My work to do is always MY work and no one else's (although, like Brene' Brown and her sisters, I often rage scream behind the wheel or under my breath for others to DO YOUR WORK!).
This past year, I've lost a few people. Former coworkers, former clients, friends (or so I thought) who've completely shut me out (or that's the story I'm telling myself). After listening to Brene Brown's 'Rising Strong' again today, I'm reminded about 1) the story I'm making up, 2) I'm often the hero of said stories, 3) people are doing the best we can.
My stories are often that I must have done something wrong. Interesting considering before my entrepreneurship journey, I often thought OTHERS were doing something wrong - it's more internalized now. People could have shut me out for a variety of reasons - connecting is no longer a priority for them (notice the absence of the preposition of connecting WITH ME), life has gotten busy, they're on their own journey, things could be going great for them and they're celebrating, things could be going awful with them and they're hiding out, they're deep into self reflection, they're hustling for their worthiness (work, meaning, whatever) and a million other things.
My first coach used to liken our journeys to an elevator - you'll go up, some people fall off and others take their place. I'd like to think that's true. I'm someone who looks at the closed door often too long and analyze it though, both smart (at times) and exhausting.
I deeply miss the people I don't talk with anymore, most of them anyway.
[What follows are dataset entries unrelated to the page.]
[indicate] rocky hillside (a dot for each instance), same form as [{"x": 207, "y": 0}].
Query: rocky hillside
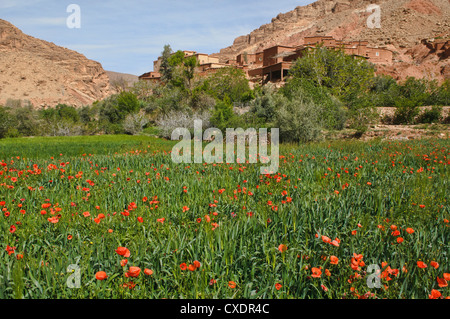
[
  {"x": 404, "y": 24},
  {"x": 46, "y": 74}
]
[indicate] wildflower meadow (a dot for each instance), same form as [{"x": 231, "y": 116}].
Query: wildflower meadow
[{"x": 114, "y": 217}]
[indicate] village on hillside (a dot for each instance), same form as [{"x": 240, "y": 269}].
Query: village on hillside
[{"x": 272, "y": 64}]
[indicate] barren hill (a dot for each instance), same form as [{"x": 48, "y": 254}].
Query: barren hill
[
  {"x": 46, "y": 74},
  {"x": 417, "y": 31}
]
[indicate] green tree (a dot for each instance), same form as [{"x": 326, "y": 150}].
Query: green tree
[
  {"x": 229, "y": 82},
  {"x": 346, "y": 77},
  {"x": 165, "y": 68}
]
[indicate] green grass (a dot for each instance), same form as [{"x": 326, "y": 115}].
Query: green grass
[
  {"x": 44, "y": 147},
  {"x": 320, "y": 189}
]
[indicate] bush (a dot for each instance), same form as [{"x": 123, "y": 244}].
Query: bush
[
  {"x": 223, "y": 115},
  {"x": 432, "y": 115},
  {"x": 406, "y": 113},
  {"x": 181, "y": 119},
  {"x": 6, "y": 122},
  {"x": 297, "y": 120},
  {"x": 134, "y": 123},
  {"x": 228, "y": 82}
]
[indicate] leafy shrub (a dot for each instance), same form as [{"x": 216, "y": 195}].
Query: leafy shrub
[
  {"x": 406, "y": 113},
  {"x": 181, "y": 119},
  {"x": 297, "y": 120},
  {"x": 134, "y": 123},
  {"x": 429, "y": 116}
]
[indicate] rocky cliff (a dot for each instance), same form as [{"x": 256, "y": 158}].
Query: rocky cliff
[
  {"x": 46, "y": 74},
  {"x": 408, "y": 28}
]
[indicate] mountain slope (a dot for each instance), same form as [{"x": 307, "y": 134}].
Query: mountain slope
[
  {"x": 404, "y": 24},
  {"x": 46, "y": 74}
]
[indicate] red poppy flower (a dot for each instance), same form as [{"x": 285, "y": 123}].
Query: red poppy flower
[
  {"x": 442, "y": 282},
  {"x": 191, "y": 268},
  {"x": 133, "y": 272},
  {"x": 434, "y": 264},
  {"x": 123, "y": 251},
  {"x": 148, "y": 272},
  {"x": 421, "y": 264},
  {"x": 316, "y": 272},
  {"x": 334, "y": 260},
  {"x": 101, "y": 275},
  {"x": 282, "y": 248},
  {"x": 435, "y": 294}
]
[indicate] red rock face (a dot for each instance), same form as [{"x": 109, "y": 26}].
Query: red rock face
[
  {"x": 46, "y": 74},
  {"x": 404, "y": 24}
]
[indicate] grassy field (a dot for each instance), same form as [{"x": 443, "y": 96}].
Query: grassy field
[{"x": 137, "y": 225}]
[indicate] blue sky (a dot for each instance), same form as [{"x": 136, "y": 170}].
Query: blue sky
[{"x": 127, "y": 35}]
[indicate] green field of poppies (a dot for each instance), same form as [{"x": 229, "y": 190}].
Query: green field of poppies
[{"x": 114, "y": 217}]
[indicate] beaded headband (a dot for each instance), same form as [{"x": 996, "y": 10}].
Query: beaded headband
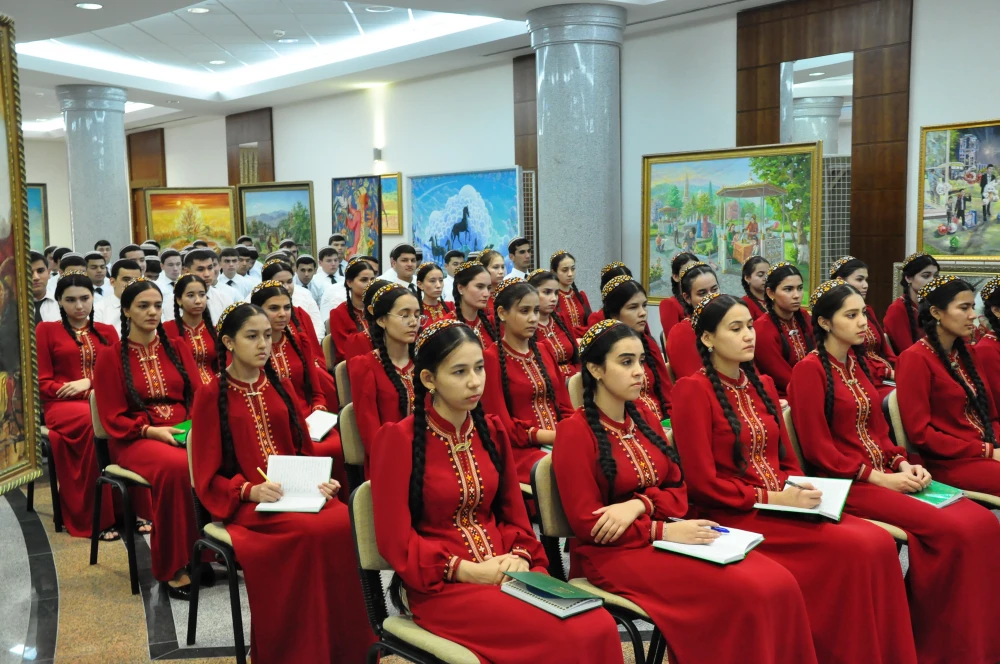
[
  {"x": 839, "y": 263},
  {"x": 595, "y": 332},
  {"x": 825, "y": 288},
  {"x": 613, "y": 284},
  {"x": 433, "y": 329},
  {"x": 936, "y": 283},
  {"x": 701, "y": 307}
]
And I'm employing the 'no chasing' rule now. For friendship, connection or even civility, I can do my part and we can work together if you're at least willing to meet me at some part along the way. I can't be the one doing all the work (again, notice my story). And when (or if) you text, email, message or contact me in some way, please know I'm here, I miss you so much and dearly hope we can connect again. I've valued almost everyone I've worked with, known or connected with in my life, even if our connection was a hot mess. I'm here, always cheering you on and want nothing but success, wisdom and peace for you!
How do you embrace your inner Elsa (from the Disney movie 'Frozen') and let go of the people you used to know deeply and what's your work still to do? Bonus points if you knew the song for title of the post above!